El ritual solo funcionará después del próximo eclipse lunar total, cuando los cielos cambien, y una puerta invisible se abra, otorgando poder al conjuro. Ha esperado diez años para este momento. Diez años. Es más que un mero eclipse, señala el final de una era, el término de un ciclo milenario. Según los antiguos sacerdotes y sacerdotisas del norte, la Era de los Dioses está llegando a su fin, y en tan solo un par de días, entrarán en una nueva era, aún indefinida. Muchos filósofos predicen que durante estos grandes cambios puede alterarse el destino, levantarse las maldiciones y lograrse hazañas impensables.
Tal vez ella no posea la magia sanguínea en sí misma, pero cuenta con los huesos necesarios para el ritual. Derramará la sangre precisa. Tan solo necesita el amanecer de la nueva era para que él vuelva a ella y todo sea tal como antes. Ha pasado tanto tiempo que casi ha olvidado su rostro, el sonido de su voz, el tacto de sus manos, el peso de su cuerpo cuando lo abrazaba. Pronto será alto y ancho de hombros, enérgico y fuerte. Pronto ella podrá sentarse a su lado en poder y majestad, gobernando el mundo juntos como habían planeado: él con su sangre inmortal y ella con el fuego de su fe. Nada se pondrá en su camino. Nada.

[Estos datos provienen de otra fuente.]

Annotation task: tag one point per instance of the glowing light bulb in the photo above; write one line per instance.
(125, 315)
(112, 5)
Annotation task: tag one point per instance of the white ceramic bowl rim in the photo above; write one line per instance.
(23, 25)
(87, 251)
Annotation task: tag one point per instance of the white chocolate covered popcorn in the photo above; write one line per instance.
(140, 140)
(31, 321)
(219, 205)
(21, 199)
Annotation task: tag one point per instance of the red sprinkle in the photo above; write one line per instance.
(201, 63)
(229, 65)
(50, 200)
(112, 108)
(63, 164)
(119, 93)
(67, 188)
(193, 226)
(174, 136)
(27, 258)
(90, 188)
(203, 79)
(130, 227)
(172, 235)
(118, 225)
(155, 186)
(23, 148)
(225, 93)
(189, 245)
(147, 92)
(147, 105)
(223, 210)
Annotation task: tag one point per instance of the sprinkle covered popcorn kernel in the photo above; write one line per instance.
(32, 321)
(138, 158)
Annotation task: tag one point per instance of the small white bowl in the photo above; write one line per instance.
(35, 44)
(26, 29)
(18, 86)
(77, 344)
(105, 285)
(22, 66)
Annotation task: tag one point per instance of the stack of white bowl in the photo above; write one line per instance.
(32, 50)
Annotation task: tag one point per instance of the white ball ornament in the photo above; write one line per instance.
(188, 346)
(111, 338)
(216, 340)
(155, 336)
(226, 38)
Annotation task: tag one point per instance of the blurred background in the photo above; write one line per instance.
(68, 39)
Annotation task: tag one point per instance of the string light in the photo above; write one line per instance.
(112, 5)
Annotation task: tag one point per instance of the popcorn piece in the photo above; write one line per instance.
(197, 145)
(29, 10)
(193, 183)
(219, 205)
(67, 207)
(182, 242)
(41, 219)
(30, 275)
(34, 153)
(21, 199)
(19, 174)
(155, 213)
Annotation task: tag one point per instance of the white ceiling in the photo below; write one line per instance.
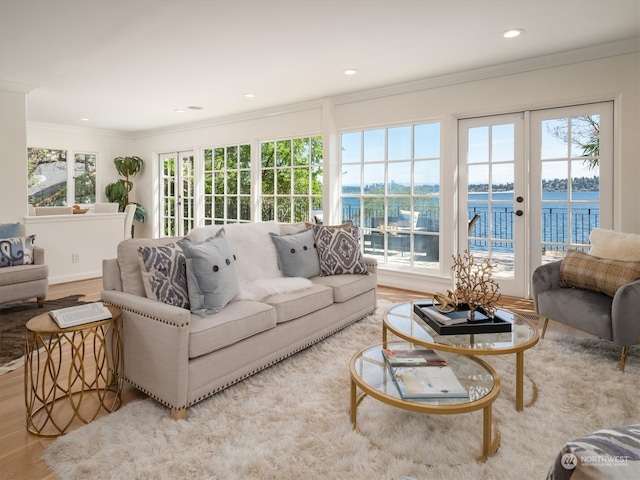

La serpiente mete la cabeza bajo su región lumbar y se enrolla alrededor de su torso con fuerza. Lentamente va ondulando por todo su cuerpo, explorando la parte de atrás de sus rodillas, las palmas de sus manos, los lóbulos de sus orejas. Olimpia nota las escamas frías y lisas sobre su ardiente piel.
Las lámparas de aceite se han apagado ya hace tiempo cuando Riel finalmente se enrosca alrededor de sus piernas como si fuera una cuerda, y Olimpia nota movimiento en su cabello, sobre sus brazos y su pecho. No puede abrir los ojos, pero sabe que se trata del resto de las serpientes, que se unen a ella para dormir.